Lors de la Journée mondiale contre l’homophobie, une prise de position audacieuse du maire de Paris Centre a braqué les projecteurs sur la situation des minorités sexuelles au Sénégal. Ariel Weil y dénonce une législation de plus en plus répressive et un climat social marqué par la peur.

Ariel Weil dénonce la répression anti-homosexuelle au Sénégal

Une tribune publiée dans le cadre de la Journée mondiale contre l’homophobie a mis en lumière les tensions entre souveraineté nationale et protection des droits humains au Sénégal. Ariel Weil, figure politique française, y exprime une critique sans équivoque à l’égard des récentes évolutions législatives sénégalaises concernant l’homosexualité.

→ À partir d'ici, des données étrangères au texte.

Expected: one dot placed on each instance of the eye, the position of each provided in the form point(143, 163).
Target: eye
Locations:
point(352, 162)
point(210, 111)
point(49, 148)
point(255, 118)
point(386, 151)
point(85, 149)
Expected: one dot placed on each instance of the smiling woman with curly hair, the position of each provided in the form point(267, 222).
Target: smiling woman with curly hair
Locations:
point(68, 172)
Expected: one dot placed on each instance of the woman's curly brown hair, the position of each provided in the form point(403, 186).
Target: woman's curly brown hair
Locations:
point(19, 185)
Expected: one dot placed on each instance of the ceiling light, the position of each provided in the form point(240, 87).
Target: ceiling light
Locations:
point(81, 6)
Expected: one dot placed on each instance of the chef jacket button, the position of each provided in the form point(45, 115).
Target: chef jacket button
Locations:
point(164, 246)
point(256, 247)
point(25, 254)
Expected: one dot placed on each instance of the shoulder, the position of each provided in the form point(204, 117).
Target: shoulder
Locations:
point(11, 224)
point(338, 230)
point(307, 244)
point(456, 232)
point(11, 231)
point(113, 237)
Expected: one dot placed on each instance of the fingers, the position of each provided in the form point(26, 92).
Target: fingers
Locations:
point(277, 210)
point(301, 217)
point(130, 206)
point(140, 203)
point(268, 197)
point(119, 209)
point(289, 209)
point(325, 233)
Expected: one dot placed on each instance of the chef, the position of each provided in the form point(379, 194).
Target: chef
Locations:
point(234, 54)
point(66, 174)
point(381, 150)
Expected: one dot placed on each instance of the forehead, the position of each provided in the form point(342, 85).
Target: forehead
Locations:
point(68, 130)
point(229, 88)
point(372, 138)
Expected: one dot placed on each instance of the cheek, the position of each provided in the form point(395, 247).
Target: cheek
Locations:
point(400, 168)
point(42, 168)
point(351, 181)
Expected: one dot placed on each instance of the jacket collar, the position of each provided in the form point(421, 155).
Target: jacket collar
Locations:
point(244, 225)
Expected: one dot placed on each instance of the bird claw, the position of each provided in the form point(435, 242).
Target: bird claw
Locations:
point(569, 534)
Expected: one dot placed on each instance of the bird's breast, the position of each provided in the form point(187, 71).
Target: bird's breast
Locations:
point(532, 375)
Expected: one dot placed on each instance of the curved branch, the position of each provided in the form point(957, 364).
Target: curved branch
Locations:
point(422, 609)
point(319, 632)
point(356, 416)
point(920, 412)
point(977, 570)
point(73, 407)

Dans son intervention, l’édile parisien qualifie la situation des personnes homosexuelles au Sénégal de « traque », soulignant l’urgence d’une prise de conscience internationale. Son analyse s’appuie sur le renforcement récent des sanctions pénales contre l’homosexualité, un texte adopté en mars 2026 par l’Assemblée nationale sénégalaise.

Un durcissement législatif controversé

Le nouveau cadre juridique sénégalais alourdit significativement les peines encourues pour les relations homosexuelles, passant de cinq à dix ans d’emprisonnement. De plus, il sanctionne désormais la promotion ou le financement d’activités liées à ces pratiques. Cette réforme législative, promulguée par le président sénégalais, suscite des interrogations sur la conformité du pays avec ses engagements internationaux en matière de droits humains.

Ariel Weil insiste sur le fait que cette législation ne relève pas uniquement d’un débat moral ou culturel, mais constitue une violation flagrante des traités internationaux ratifiés par Dakar. Il appelle les partenaires étrangers à ne pas ignorer cette situation, avertissant qu’un silence complice équivaudrait à une approbation des violations dénoncées.

Les répercussions d’une critique directe

Les propos tenus par l’élu français ont rapidement suscité des débats. En qualifiant la situation de « régression civilisationnelle », Ariel Weil a adopté une posture inhabituelle, rompant avec les pratiques diplomatiques traditionnelles. Son vocabulaire percutant reflète une volonté de mobiliser l’opinion publique internationale sur cette question sensible.